Une montée en puissance spectaculaire du dispositif
Le programme de cantines scolaires franchit un cap décisif au Bénin. À la rentrée 2026-2027, 1,9 million d’enfants reçoivent un repas chaud durant chaque journée de classe, alors qu’ils étaient 1,4 million un an plus tôt. Cette hausse d’environ 500 000 nouveaux bénéficiaires en l’espace d’une année scolaire traduit l’ambition affirmée des autorités béninoises : faire de l’alimentation scolaire un levier central de lutte contre la faim, de soutien aux ménages et de dynamisation de l’économie nationale.
Un rattrapage impressionnant depuis 2016
L’évolution du taux de couverture des cantines scolaires est éloquente. En 2016, seuls 30 % des établissements disposaient d’un tel dispositif. Six ans plus tard, en 2022, ce taux grimpait à 75 %, avec plus de 1,1 million d’enfants pris en charge. La progression enregistrée depuis lors confirme l’installation durable du programme dans le paysage éducatif béninois.
Pour le gouvernement, la cantine scolaire dépasse largement le cadre de l’assistance sociale. Elle représente un investissement stratégique dans l’éducation, la nutrition et le développement du capital humain.
Un répit bienvenu pour les familles
Dans de nombreux foyers béninois, garantir un déjeuner quotidien à un enfant scolarisé constitue une charge financière considérable. En prenant en charge ce repas, l’école allège sensiblement le budget familial. Les parents peuvent alors réorienter ces ressources vers d’autres postes essentiels : fournitures scolaires, vêtements, frais de santé ou alimentation des autres membres du ménage.

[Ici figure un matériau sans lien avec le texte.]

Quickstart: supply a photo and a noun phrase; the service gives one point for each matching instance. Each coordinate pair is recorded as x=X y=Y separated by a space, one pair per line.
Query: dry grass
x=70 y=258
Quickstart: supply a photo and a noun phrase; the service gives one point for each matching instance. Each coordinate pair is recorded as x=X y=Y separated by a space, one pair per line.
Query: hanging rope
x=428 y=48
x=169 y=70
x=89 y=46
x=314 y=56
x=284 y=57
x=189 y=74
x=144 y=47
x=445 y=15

Pour les élèves, les retombées sont tout aussi tangibles. Un enfant qui bénéficie d’un repas chaud à l’école aborde la journée avec plus de sérénité. La faim en classe recule, ce qui améliore la concentration, la participation et, in fine, les apprentissages. L’extension du programme répond donc directement à un enjeu majeur : offrir aux enfants, en particulier ceux issus des milieux les plus modestes, des conditions d’étude décentes.

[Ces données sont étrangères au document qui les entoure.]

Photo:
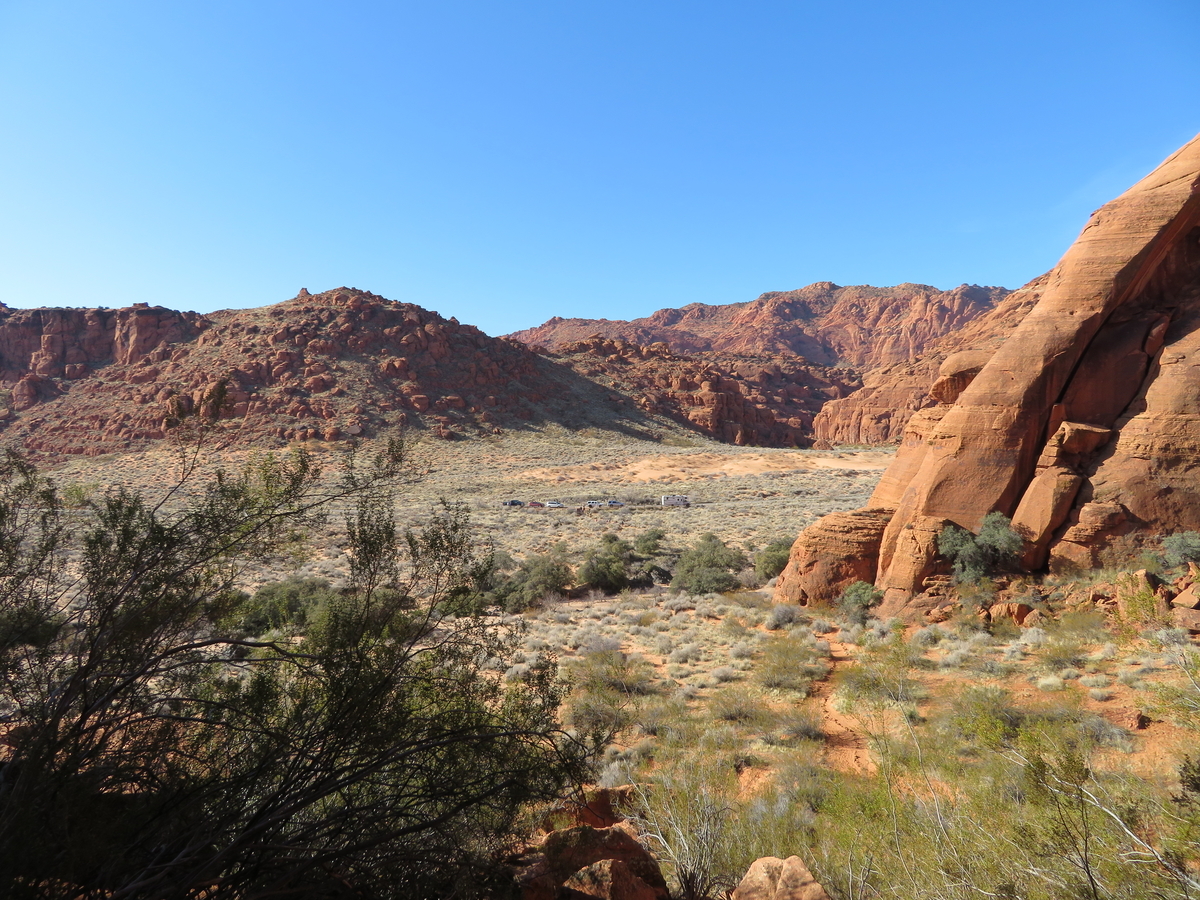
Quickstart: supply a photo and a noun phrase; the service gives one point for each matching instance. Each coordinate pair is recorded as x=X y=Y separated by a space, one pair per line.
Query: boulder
x=773 y=879
x=832 y=553
x=1091 y=395
x=607 y=880
x=565 y=852
x=1187 y=599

Des moyens financiers en forte hausse
Cette montée en charge s’appuie sur un engagement budgétaire massif. Le financement des cantines scolaires est passé de 1,5 milliard de FCFA en 2016 à 48,7 milliards de FCFA en 2022, signe de la priorité croissante accordée à cette politique publique. Pour l’exercice 2025, la loi de finances prévoit plus de 29 milliards de FCFA destinés au programme.

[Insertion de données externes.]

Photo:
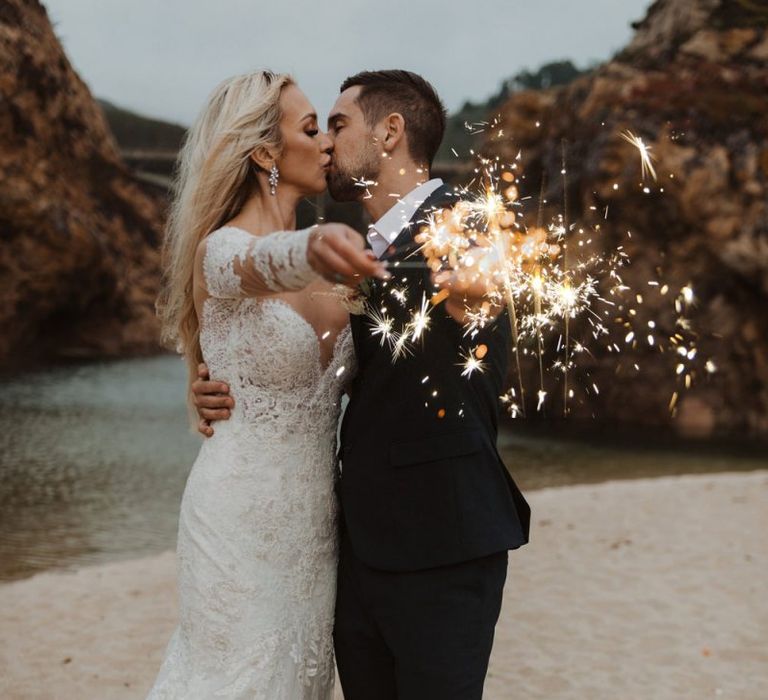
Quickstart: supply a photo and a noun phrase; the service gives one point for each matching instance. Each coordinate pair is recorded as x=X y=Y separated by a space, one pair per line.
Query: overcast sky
x=163 y=57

Ces montants relèvent d’une logique d’investissement social à long terme. En finançant l’alimentation des élèves, l’État agit simultanément sur plusieurs déterminants de la réussite scolaire et du bien-être des enfants. L’objectif n’est pas seulement de servir des repas, mais de créer les conditions pour que les élèves restent à l’école, y apprennent mieux et préparent leur avenir.
Quand les cantines font vivre l’agriculture locale
Le programme présente un second atout : son impact économique. Les cantines génèrent une demande régulière et significative en produits alimentaires. Une part des ressources mobilisées peut ainsi irriguer les producteurs et fournisseurs locaux. Le recours aux denrées agricoles nationales ouvre des débouchés aux agriculteurs, soutient leurs revenus, dynamise les activités rurales et consolide les circuits économiques de proximité.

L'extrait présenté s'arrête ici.